One indicator that signals stronger construction spending (and a growing need for property managers) is on the horizon is supply industry growth. Think steel, concrete, and heavy equipment operations. Portland Cement Association’s (PCA) Chief economist and Group VP Edward Sullivan reports the US cement market will see growth top 8 percent in 2015 and 2016.
Indicators suggest the timing is right for entering the commercial property management field. While single family housing increases are slipping slightly, commercial construction looks promising for 2015.
If you want to become a commercial property manager, it’s time to develop a strategy for success.
Building a Game Plan for Success
Define Your Operations
Commercial property managers set fees based on the scope of services and property types. Some professionals factor in the complexity of each property – whether the building is dedicated only to residential tenants, only retail operations or a combination of both. There isn’t a one-size fits all approach to property management.
Defining your scope of operations is critical.
If you want to manage a multifamily housing project you’ll need a full range of skills and education. You need a thorough understanding of portfolio properties’ positions in the marketplace, owners’ goals and effective negotiating skills to solidify relationships with credit reporting agencies, contractors and tenants.
If you want to manage retail or warehouse facilities, you’ll need the same skills, plus knowledge about security and risk insurance to protect building assets and contents under your care.

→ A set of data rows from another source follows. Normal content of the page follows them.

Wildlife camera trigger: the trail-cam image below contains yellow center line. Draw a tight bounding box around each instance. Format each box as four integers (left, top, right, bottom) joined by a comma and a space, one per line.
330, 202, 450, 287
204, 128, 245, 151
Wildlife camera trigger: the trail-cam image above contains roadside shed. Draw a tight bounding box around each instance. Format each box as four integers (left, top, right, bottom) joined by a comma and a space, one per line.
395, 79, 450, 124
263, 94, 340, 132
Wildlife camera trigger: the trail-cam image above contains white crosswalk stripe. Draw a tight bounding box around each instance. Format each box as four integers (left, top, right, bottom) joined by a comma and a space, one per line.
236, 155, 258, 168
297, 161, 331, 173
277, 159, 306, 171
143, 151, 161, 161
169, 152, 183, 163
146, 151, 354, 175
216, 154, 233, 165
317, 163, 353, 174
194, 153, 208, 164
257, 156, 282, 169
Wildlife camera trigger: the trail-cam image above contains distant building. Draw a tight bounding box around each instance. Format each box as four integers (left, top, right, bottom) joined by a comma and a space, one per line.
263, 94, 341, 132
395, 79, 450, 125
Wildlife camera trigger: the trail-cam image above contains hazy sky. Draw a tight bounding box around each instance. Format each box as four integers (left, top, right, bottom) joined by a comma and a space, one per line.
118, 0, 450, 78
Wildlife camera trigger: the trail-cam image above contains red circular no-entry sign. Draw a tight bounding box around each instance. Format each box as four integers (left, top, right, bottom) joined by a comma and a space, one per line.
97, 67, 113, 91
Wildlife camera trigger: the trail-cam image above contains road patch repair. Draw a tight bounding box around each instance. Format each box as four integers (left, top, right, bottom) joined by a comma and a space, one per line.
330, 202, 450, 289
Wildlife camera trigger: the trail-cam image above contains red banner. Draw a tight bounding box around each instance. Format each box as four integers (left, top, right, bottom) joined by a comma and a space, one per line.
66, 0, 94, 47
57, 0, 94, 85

If you want to manage mixed-use properties, you’ll need to invest time learning about the complexities of merchant responsibilities to tenants and non-tenant customer issues, such as shared parking and entrance/egress regulations.
Build Credibility with Credentials
Before you contact potential clients, check with your state business license authority to verify requirements.
Even if your state doesn’t require a real estate license to operate a commercial property management firm, getting your real estate license is a requirement for some advanced certifications.
Proof of certification gives property owners confidence you have the knowledge and skills to handle daily operations responsibly and legally. Especially is you’re thinking about becoming an Asset Manager, a real estate professional who manages apartment complexes, mixed-use buildings, retail malls and other commercial properties, certification and advanced education are critical to launching your career from a solid foundation.
Creating a competitive advantage is important. To get ahead of the competition, you’ll need to delve into research that identifies key demographics and emerging trends in your community. More important than gathering information is understanding how to translate that information into effective marketing plans.
If you live in a state that requires licensure or certification to offer property management services, it’s likely mandated programs will include basic marketing strategies.
You can also sign up for marketing courses at the local college or enroll in an online program. Join several trade associations and subscribe to online and/or print journals. Membership gives you access to valuable research and resources to help you leverage opportunities for success.
Entering the commercial property management field offers a promising future. Building a strong game plan for success is vital. Here’s your outline for strategy development:
- Define your business model.
- Invest in educational opportunities that strengthen credibility.
- Spend time delving into current research about your community.